米FBI、犯罪捜査にスパイウェア使用を検討していた

Image:motioncenter/Shutterstock.com

イスラエル企業NSO Groupが開発した「Pegasus」というスパイウェアは、数年にわたり政府機関や法執行機関に販売された。その購入者の多くが人権を侵害している国々だとして国際人権NGOアムネスティ・インターナショナルも報告書を発表しており、アップルもNSOを提訴。今年秋のiOS 16等では、その対策としてロックダウンモードも追加している

そうした悪名高い“国家支援型”スパイウェアを、米連邦捜査局(FBI)が犯罪捜査に使うことを検討していたと報じられている。

米The New York Times(以下「NYT」)が閲覧したFBIの内部文書や裁判記録によると、2020年末~2021年初めにかけて、同局の職員はPegasusを幹部に説明する計画を立てていたという。また連邦検察官向けには、FBIがスパイウェアを使っていた場合、裁判中にどのように(証拠資料を)開示するかのガイドラインも作成していたそうだ。

内部文書などを見るかぎり、FBIが米国市民あるいは外国人のスマートフォンをハッキングすることを考えていたかどうかは不明とのことだ。今年初め、NYTはFBIが米国内の電話番号(を持つスマートフォン)をハッキングできるバージョン「Phantom」をテストしていたとも報じていた。

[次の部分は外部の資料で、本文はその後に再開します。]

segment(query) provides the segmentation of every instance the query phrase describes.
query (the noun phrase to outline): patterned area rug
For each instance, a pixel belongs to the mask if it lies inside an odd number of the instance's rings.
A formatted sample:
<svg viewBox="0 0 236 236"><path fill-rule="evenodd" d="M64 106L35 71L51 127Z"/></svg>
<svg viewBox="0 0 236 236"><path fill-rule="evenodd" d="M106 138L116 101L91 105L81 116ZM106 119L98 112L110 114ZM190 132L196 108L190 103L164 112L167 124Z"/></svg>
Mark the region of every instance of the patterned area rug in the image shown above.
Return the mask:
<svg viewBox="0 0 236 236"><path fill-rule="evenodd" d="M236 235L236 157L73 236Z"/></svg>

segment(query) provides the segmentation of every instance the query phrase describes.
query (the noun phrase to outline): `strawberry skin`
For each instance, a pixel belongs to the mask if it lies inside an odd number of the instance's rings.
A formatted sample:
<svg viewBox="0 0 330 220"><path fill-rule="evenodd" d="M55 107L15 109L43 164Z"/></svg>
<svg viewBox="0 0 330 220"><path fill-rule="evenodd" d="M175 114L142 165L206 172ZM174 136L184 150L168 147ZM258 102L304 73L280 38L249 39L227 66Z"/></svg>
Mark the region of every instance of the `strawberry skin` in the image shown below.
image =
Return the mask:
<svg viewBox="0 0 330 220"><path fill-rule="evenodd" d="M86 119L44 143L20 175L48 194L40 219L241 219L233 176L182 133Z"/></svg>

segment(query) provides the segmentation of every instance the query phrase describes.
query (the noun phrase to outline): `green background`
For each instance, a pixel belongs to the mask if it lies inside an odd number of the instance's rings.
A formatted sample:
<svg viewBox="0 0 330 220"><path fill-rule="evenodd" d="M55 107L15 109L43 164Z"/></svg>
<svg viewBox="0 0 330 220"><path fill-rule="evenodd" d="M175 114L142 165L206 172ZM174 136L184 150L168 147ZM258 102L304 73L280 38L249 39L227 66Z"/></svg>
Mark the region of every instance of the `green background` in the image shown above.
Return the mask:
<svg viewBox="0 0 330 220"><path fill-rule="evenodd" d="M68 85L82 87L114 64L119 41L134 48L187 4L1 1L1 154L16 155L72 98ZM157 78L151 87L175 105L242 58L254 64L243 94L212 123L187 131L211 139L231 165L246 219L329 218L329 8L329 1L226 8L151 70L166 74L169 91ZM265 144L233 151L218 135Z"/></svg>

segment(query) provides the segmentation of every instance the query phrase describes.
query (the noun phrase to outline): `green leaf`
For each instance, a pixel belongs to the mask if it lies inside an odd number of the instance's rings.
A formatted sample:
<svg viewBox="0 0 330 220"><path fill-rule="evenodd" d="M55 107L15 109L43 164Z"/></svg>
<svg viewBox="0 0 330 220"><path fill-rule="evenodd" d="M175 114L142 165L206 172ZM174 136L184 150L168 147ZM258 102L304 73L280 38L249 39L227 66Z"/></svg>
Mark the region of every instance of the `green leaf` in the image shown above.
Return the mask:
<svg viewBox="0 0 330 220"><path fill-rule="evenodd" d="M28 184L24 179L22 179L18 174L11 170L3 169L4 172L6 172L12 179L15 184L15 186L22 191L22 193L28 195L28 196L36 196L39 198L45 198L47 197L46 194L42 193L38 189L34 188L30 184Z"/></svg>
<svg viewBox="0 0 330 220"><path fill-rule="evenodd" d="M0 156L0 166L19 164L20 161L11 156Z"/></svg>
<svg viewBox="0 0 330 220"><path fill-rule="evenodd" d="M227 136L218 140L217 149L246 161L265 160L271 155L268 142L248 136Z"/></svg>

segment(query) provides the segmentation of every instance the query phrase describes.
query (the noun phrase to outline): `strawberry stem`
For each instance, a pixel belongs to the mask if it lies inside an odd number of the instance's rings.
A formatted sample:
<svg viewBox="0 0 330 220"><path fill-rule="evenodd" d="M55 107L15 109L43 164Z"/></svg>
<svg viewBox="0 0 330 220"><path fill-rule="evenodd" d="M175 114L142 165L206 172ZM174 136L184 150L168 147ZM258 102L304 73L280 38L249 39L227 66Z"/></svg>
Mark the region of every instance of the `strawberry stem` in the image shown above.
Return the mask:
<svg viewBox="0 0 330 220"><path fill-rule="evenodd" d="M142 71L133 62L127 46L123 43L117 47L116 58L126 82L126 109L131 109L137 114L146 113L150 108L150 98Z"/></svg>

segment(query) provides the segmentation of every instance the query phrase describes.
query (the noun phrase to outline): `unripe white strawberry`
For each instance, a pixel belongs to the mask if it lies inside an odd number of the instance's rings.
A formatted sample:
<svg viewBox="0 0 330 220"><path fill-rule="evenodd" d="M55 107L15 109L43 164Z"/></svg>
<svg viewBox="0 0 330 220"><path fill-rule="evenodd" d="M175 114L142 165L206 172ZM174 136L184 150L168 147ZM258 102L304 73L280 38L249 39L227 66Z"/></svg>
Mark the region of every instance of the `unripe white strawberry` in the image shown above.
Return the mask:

もっとも2021年7月までに、結局はFBIはPegasusを犯罪捜査に使わないことを決定したという。それはWashington Post誌が、殺害されたサウジアラビア人記者ジャマル・カショギ氏と親しい女性2人のスマホにPegasusが使われていた、と報じたのと同じ月である。

しかし裁判文書によると、FBIは将来の捜査にスパイウェアを使うことに関心を持ち続けていたという。先月FBIが提出した法的概要には「最終的にこのツール(Pegasus)を犯罪捜査に利用しないと決定したからといって、犯罪者が使う暗号化通信にアクセスするための他の同様のツールをテスト、評価、展開しない可能性がないことにはならない」と書かれており、Pegasus以外のハッキングツールを使う余地を残しておきたいようだ。

米連邦議会による非公開の公聴会では、FBI長官のクリス・レイ氏はPegasusを購入したと認めつつ「もしも我々の捜査で誰かの証拠を集めたり標的にするためにPegasusを使ったことがあると言われるなら、答えはノーであることを私が保証する」と回答していた。

では、なぜPegasusを購入したのかといえば「例えば悪人がどのように使う可能性があるのかを把握できるようにするためだ」とのことだ。あくまで犯罪者の手口を研究するためとの主張のようだが、FBI内部の認識とは食い違っているのが気になるところだ。